А. П. Скафтымов отстаивает в эту пору «телеологический принцип» изучения литературы. Суть этого принципа — теоретической работой, способами «рационалистического анализа» постичь конечную цель, которую поставил и осуществил своим творением художник, уяснить всю полноту авторского творческого задания, которым определяются части, компоненты и детали произведения как художественного целого. В том же принципе исследователь ищет «опору для объективной, методологически организованной интерпретации заложенного в произведение тематического содержания» (оно понимается широко, как эстетическая целостность «знания — переживания»). И тогда необходимо должен быть понят и учтен в анализе социальный, исторический, психологический и «всякий иной элемент в тех пределах, в каких он введен в произведение самим автором», это во-первых; а во-вторых, такой материал интересен не сам по себе, а лишь по той доле и степени «заострения», преображения, которые он получил «в общем единстве целого».
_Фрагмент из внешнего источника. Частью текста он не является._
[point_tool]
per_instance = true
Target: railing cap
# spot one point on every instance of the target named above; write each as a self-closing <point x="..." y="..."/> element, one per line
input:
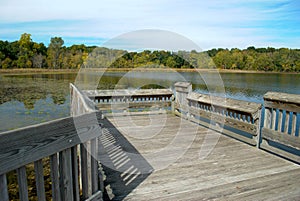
<point x="182" y="84"/>
<point x="226" y="103"/>
<point x="282" y="97"/>
<point x="128" y="92"/>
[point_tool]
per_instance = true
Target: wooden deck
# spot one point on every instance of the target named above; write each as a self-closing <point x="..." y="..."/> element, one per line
<point x="134" y="160"/>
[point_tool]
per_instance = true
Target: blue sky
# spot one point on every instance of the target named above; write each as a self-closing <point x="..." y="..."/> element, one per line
<point x="210" y="24"/>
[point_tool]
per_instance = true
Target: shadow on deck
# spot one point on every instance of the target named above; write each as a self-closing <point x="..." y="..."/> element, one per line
<point x="232" y="171"/>
<point x="125" y="168"/>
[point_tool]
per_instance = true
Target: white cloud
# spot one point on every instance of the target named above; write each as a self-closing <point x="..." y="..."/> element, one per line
<point x="213" y="23"/>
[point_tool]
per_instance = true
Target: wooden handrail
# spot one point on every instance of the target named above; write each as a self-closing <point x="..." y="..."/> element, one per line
<point x="121" y="101"/>
<point x="226" y="113"/>
<point x="281" y="125"/>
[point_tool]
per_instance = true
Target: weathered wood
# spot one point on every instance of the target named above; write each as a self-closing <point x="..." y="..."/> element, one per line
<point x="22" y="182"/>
<point x="39" y="178"/>
<point x="94" y="165"/>
<point x="56" y="196"/>
<point x="267" y="120"/>
<point x="265" y="145"/>
<point x="241" y="107"/>
<point x="22" y="146"/>
<point x="283" y="101"/>
<point x="129" y="105"/>
<point x="242" y="138"/>
<point x="257" y="124"/>
<point x="127" y="95"/>
<point x="3" y="188"/>
<point x="294" y="124"/>
<point x="97" y="196"/>
<point x="249" y="128"/>
<point x="287" y="120"/>
<point x="273" y="123"/>
<point x="84" y="171"/>
<point x="75" y="173"/>
<point x="66" y="175"/>
<point x="280" y="117"/>
<point x="279" y="137"/>
<point x="232" y="170"/>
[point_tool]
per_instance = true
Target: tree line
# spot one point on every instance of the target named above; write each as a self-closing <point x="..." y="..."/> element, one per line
<point x="26" y="53"/>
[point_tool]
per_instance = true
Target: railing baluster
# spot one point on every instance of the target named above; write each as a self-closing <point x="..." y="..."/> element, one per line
<point x="75" y="173"/>
<point x="66" y="175"/>
<point x="39" y="177"/>
<point x="280" y="115"/>
<point x="84" y="175"/>
<point x="94" y="165"/>
<point x="22" y="181"/>
<point x="3" y="188"/>
<point x="287" y="122"/>
<point x="294" y="123"/>
<point x="267" y="121"/>
<point x="273" y="119"/>
<point x="55" y="178"/>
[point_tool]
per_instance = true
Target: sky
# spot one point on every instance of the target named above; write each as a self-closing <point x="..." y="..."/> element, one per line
<point x="210" y="24"/>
Важнейшее методологическое требование — рассматривать произведение как целостную систему и в ее свете уяснить внутреннюю целесообразность и координированность всех, без изъятия, слагающих произведение единиц; все внимание уделять тексту произведения.
Не все тезисы, выводы, формулировки выдержали проверку временем. Потом А. П. Скафтымов сам их будет корректировать, и в частности — слишком усложненный понятийно-терминологический аппарат, слишком жесткую замкнутость анализа («… изучение произведения внутри его, как такового», «… только само произведение может за себя говорить»), отступления, как бы мы теперь сказали, от принципов историзма («необходимо полное отрешение <исследователя> от своего реального “я”»; выключение из исследовательского анализа «авторской работы и всех причин, обусловливавших рождение произведения» и т. п.).
Справедливо замечено: «Изучение единства формы и содержания — самое трудное в работе литературоведа». Еще на заре советской литературной науки А. П. Скафтымов отчетливо представлял, что главной ее задачей является совершенствование литературоведческого анализа, в полной мере учитывающего образную, эстетическую специфику искусства слова. В этом отношении большой и принципиальный интерес представляет книга А. П. Скафтымова «Поэтика и генезис былин» — один из первых его опытов «телеологического», то есть целостного, анализа произведений словесного искусства.
В книге А. П. Скафтымова былина исследовалась как художественное произведение со своей поэтикой, своим эмоциональным пафосом, своей жизненно-эстетической функцией. «Только эстетическим обаянием, — утверждал автор, — обусловливается живой интереспростого народа к былине». Конкретно исследовав все текстовое богатство былин, ученый тонко раскрыл их демократическую основу, их классовую суть. «В эстетическом прославлении русского богатырства выражается убеждение народа в своем достоинстве и непобедимости», — писал он.
В книге заметны издержки «телеологической теории». В «архитектонике внутреннего состава былин» иной раз недостаточно учитывались социальные мотивы, неоправданно отвергались исторические реалии некоторых былинных сюжетов и т. д. Впоследствии это увидел и сам исследователь10*.
Фундаментальный труд А. П. Скафтымова, в сущности, положил начало эстетически углубленному изучению памятников фольклора, мастерства народа в сложении великого национального эпоса.